Under a flat rate of deposit insurance premium, the risk is presumed to be the same. The high-risk banks are subsidised while low-risk banks are penalised, creating a moral hazard problem. The risk-based insurance premium model will address the inherent moral hazard problem.
l Will it enhance overall stability in the banking sector?
THIS NEW FRAMEWORK could enhance financial stability by discouraging excessive risk-taking while maintaining depositor protection. By addressing moral hazard issues inherent in the flat-rate model, the new risk-based system may initially raise costs for smaller, riskier banks, but ultimately aims to create a more resilient and equitable financial environment.
l Criteria to assess insurance premium
SEVERAL METHODOLOGIES FOR calculating the risk-based premium have been documented, including:
n Option-based method: This offers a rational way of pricing the premium, but there are challenges with measuring the asset volatility which is not readily observable in case of banking assets.
n Expected loss method: This methodology is widely used in insurance but may be difficult to fully apply to deposit insurance due to the unique externalities of banksBanks.

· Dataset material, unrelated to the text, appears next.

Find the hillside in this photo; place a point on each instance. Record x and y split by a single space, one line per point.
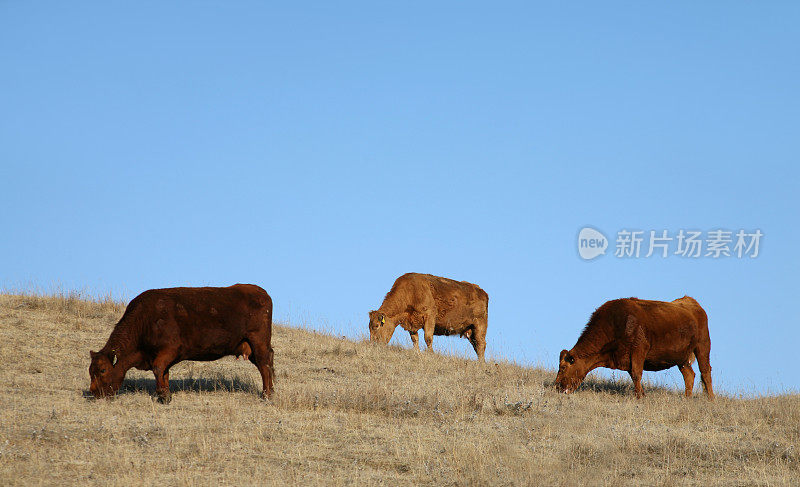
353 413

n Risk-based bucketing: This is a simplistic process but may lead banks to maximise risk within categories without considering asset quality.
The RBI is yet to release detailed guidelines specifying the exact methodology for the calculation of the risk premium.

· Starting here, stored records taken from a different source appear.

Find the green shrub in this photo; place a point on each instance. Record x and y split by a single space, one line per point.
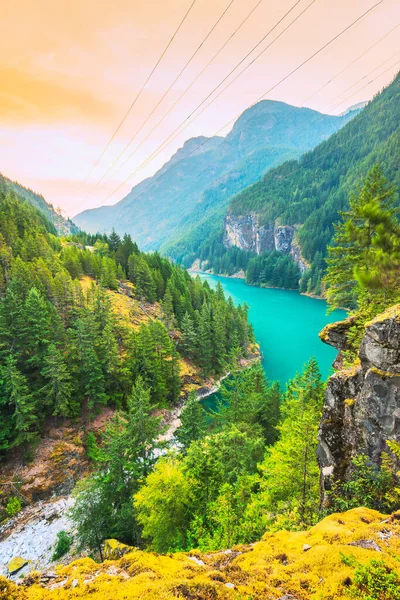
373 581
64 542
14 506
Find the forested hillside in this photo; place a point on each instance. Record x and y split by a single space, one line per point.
63 225
64 349
312 191
206 173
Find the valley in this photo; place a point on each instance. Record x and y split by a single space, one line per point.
200 371
286 325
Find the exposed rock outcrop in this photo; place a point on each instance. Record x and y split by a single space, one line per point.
246 233
289 565
362 404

l Can this improve the effectiveness of existing risk-based capital standards?
THE RBI MANDATES risk-based capital requirements via the capital to risk-weighted assets ratio (CRAR). Risk-based deposit insurance premiums can complement the risk-based capital standards by providing a direct financial incentive for banks to manage their risk-taking behaviour. Together, these measures will form a stronger regulatory framework that promotes prudent risk management and strengthen the stability of the banking system. This dual approach ensures that banks are held accountable for maintaining required capital levels while also encouraging them to minimise risks in order to reduce insurance costs.
l How this will impact small depositors
AT PRESENT, EACH depositor in a bank is insured up to a maximum of `5 lakh for both principal and interest amount held in the “same right and same capacity”. Under the risk-based deposit insurance arrangement, the insurance coverage will remain the same. However, the framework offers indirect benefits to depositors.

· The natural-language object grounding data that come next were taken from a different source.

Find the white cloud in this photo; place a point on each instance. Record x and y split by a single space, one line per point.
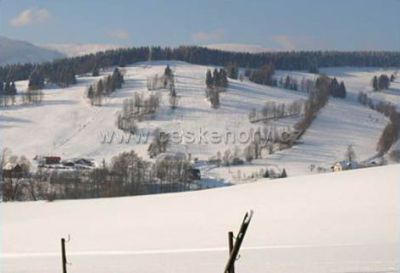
239 48
210 36
286 42
118 34
29 17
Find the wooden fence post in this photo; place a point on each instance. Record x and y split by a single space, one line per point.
230 242
63 256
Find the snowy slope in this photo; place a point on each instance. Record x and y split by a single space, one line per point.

The new framework is aimed to align deposit insurance premiums more closely with the risk profile of individual banks. The linking of insurance pricing to how sound a bank is signals that excessive risk-taking will carry tangible financial consequences where banks with a higher risk profile will bear higher costs of insurance premium while better-quality banks will be rewarded with lower premiums. This alignment is expected to encourage banks to strengthen their balance sheets, improve governance practices, and adopt proactive risk management strategies enhancing public confidence in the banking system.